Depending on how quickly you do all of this, there may or may not be many files and/or subdirectories visible. This assembly may take a while and it may appear as though nothing is happening for long periods of time. Don't close the terminal where it's working, though. You'll kill the job and have to start over!!!!

It would be helpful to read the Unicycler documentation while you wait. https://github.com/rrwick/Unicycler. The run may take up to an hour but probably less if you're using the right number of processors. When I tested this exercise using 10 processors, it took 24 minutes from hitting enter on the 'unicycler' command to creation of the final files.

#------------------------------------------------------------------------------#

FOR YOU TO DO

#------------------------------------------------------------------------------#

Use the information you read in the Unicycler documentation and in the output directory to answer these questions.

  1. What relationship do 'tangles' and 'repeats' have with one another in a genome assembly?

  2. How does the above question relate to assembly 'graphs'?

  3. What is a dead end?
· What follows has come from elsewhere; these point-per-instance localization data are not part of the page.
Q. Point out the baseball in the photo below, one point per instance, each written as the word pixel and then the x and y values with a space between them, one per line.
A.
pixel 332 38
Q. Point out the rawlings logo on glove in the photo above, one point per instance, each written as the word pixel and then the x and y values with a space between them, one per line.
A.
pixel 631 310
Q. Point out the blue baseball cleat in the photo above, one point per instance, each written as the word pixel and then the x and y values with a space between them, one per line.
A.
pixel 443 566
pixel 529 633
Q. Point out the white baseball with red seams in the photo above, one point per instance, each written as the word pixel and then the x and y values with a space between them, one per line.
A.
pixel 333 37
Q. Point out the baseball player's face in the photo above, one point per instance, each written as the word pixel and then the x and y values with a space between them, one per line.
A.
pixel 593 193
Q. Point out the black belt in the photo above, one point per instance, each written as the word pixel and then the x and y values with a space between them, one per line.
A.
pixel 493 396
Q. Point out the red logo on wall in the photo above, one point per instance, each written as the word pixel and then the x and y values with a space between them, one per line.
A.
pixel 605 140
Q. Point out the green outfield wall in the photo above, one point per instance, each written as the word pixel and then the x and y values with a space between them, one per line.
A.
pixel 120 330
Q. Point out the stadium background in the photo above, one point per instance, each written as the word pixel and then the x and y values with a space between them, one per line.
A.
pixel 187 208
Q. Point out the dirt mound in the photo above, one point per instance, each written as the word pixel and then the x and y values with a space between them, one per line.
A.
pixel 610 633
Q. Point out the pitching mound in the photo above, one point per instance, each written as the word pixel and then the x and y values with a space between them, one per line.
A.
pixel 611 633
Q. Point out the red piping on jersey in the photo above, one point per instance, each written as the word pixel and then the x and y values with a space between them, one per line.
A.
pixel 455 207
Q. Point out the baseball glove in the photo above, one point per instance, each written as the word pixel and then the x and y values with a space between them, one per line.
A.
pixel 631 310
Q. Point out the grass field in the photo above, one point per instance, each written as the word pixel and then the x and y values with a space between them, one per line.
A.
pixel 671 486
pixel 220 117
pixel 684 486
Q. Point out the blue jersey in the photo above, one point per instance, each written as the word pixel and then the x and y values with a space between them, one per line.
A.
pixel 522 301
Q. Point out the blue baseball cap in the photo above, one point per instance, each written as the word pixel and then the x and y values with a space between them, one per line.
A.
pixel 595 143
How many dead ends are present in a good bacterial assembly? Why?

  4. Notice in the 'Method: long-read-only assembly' section of the documentation, there is reference to racon. Find out what racon is used for. Based on what we've discussed in class, why is this necessary in this section of the manual but not in the Illumina-only assembly section?

  5. What is direct long read bridging?

  6. Several output files were created for your assembly. Which ones are graphs?

  7. What factors do you think determine how long the assembly takes to run? In your own words, explain what the influence of these factors might be.

  8. For this exercise, did we use long reads, short reads, or both? Explain how you determined your answer.

One of the really good things about Unicycler is the very well-documented unicycler.log file. Look at it whatever way you like but you'll need the run to be complete to answer the last questions.

  1. How many kmers were tried in Unicycler's attempt to generate an assembly? What were they and which one was considered the best? Use google to define 'kmer'.

  2. Using the log, reiterate the steps that Unicycler took here, using a few words to explain what each step does.

Upload your answers to Assignment 6 - Simple assembly on Blackboard.